11:20:08.266271 IP 192.168.177.2 > 192.168.178.3: ICMP echo request, id 7883, seq 17, length 64 11:20:08.316037 IP 192.168.178.3 > 192.168.177.2: ICMP echo reply, id 7883, seq 17, length 64

Olhando para a entrada crítica na tabela de roteamento do cliente, é óbvio que o endereço de origem é da rede interna:

default via 192.168.177.1 dev p2p1 
192.168.0.1 via 192.168.0.5 dev tun0 
192.168.0.5 dev tun0  proto kernel  scope link  src 192.168.0.6 
192.168.177.0/24 dev p2p1  proto kernel  scope link  src 192.168.177.2 
192.168.178.0/24 via 192.168.0.5 dev tun0

Existe a possibilidade de fazer o OpenVPN criar essa entrada com um src ??
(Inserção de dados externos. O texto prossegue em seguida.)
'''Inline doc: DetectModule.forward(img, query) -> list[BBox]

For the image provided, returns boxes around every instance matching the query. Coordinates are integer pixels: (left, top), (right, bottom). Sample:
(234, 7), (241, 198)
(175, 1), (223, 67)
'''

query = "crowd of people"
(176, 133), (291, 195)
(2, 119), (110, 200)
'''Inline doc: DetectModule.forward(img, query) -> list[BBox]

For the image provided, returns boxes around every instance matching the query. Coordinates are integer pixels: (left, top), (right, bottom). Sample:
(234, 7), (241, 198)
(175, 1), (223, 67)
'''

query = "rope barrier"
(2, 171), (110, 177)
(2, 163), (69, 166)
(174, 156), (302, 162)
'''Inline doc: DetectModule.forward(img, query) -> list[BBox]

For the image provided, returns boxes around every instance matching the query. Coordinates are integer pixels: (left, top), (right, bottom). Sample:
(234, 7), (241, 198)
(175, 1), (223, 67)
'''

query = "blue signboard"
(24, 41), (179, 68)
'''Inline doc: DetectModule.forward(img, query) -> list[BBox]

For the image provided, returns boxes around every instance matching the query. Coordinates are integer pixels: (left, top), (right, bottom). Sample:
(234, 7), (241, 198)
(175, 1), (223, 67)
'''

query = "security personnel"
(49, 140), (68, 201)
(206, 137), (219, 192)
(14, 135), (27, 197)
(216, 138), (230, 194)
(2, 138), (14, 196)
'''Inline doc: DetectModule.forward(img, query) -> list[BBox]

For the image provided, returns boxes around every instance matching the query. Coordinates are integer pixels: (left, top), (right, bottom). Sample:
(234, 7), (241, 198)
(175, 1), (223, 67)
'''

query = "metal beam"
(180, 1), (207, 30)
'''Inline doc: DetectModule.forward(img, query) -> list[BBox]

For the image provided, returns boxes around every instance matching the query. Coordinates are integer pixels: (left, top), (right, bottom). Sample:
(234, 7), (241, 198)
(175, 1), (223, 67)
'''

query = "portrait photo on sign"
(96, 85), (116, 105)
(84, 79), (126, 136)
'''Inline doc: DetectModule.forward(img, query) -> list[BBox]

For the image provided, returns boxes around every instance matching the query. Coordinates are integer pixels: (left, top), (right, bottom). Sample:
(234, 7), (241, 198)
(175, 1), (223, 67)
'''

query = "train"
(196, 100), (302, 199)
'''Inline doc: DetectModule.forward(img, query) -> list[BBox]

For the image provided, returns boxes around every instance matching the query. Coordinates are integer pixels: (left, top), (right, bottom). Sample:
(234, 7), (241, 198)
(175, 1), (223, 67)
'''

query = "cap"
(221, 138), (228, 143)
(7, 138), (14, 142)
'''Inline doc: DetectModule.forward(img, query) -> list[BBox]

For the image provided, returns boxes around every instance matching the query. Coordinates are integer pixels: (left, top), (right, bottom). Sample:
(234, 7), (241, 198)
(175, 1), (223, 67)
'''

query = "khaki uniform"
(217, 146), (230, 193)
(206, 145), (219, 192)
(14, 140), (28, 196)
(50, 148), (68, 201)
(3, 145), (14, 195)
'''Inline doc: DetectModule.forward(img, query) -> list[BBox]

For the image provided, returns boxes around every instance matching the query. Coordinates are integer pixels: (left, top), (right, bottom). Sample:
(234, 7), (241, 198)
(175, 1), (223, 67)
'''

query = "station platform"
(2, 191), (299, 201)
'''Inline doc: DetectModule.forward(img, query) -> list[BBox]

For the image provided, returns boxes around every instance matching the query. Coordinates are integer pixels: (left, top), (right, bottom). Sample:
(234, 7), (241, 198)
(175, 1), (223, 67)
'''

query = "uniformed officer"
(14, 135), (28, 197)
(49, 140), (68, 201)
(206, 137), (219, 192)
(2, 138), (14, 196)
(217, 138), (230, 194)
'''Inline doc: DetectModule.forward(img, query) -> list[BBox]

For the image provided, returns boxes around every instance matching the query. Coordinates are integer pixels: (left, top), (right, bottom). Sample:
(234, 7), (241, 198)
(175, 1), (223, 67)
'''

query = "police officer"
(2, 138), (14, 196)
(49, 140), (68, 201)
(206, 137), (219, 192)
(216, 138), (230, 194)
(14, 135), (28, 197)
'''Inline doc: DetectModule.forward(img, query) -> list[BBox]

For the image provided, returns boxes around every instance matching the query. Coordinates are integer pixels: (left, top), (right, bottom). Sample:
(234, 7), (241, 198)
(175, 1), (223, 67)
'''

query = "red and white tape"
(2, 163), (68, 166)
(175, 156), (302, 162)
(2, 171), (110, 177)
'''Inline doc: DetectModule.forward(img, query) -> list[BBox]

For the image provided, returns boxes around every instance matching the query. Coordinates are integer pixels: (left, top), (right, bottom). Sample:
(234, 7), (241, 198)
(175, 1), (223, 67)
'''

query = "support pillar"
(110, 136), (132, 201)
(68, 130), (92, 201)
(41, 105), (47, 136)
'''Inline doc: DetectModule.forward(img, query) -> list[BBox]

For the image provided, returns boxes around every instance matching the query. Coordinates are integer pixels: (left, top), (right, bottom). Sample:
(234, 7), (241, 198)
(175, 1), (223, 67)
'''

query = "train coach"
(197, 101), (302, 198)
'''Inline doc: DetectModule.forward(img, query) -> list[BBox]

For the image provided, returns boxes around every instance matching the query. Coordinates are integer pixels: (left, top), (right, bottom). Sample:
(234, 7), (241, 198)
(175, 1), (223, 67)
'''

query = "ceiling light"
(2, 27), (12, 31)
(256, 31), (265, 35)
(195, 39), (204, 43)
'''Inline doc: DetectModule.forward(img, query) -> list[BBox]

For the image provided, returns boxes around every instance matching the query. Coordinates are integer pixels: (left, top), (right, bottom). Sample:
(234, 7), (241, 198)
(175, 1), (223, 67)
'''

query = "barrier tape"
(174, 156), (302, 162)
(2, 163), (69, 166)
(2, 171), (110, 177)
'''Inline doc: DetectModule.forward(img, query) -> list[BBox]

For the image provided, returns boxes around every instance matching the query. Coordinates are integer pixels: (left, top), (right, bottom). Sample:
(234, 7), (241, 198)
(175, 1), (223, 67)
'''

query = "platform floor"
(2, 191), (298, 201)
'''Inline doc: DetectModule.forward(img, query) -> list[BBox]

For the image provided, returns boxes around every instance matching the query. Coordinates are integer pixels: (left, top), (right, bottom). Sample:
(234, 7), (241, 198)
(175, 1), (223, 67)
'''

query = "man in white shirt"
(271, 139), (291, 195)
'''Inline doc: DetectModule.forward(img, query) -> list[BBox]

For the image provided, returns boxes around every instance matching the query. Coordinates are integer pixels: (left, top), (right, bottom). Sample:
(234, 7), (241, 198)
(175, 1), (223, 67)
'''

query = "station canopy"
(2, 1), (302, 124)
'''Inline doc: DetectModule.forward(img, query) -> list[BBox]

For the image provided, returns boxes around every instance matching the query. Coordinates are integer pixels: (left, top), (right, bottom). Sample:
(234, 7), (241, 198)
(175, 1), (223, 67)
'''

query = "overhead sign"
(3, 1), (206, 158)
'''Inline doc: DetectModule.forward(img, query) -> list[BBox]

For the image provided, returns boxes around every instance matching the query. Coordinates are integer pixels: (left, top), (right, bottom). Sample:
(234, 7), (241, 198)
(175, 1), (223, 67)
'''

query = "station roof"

Aqui estão os meus arquivos de configuração do openVPN. Vou pular as partes do TLS, já que o próprio túnel funciona como esperado.

Servidor no escritório 1:

local 192.168.178.2
server 192.168.0.0 255.255.255.0
proto tcp-server
port 1194
dev tun
mssfix
user nobody
group nogroup

keepalive 20 120
ping-timer-rem
persist-tun
persist-key
float
comp-lzo
push "comp-lzo"

push "route 192.168.178.0 255.255.255.0"
route 192.168.177.0 255.255.255.0
client-config-dir client-configs

Existe uma configuração de cliente, que se parece com isso:

iroute  192.168.177.0 255.255.255.0
push    "route 192.168.178.0 255.255.255.0 vpn_gateway"

Cliente no escritório 2:

client
dev tun0
remote <server address>
proto tcp-client
port 1194
connect-retry 15


comp-lzo
user nobody
group nogroup

persist-tun
persist-key

Eu estou realmente perdido aqui ... sua ajuda é muito apreciada.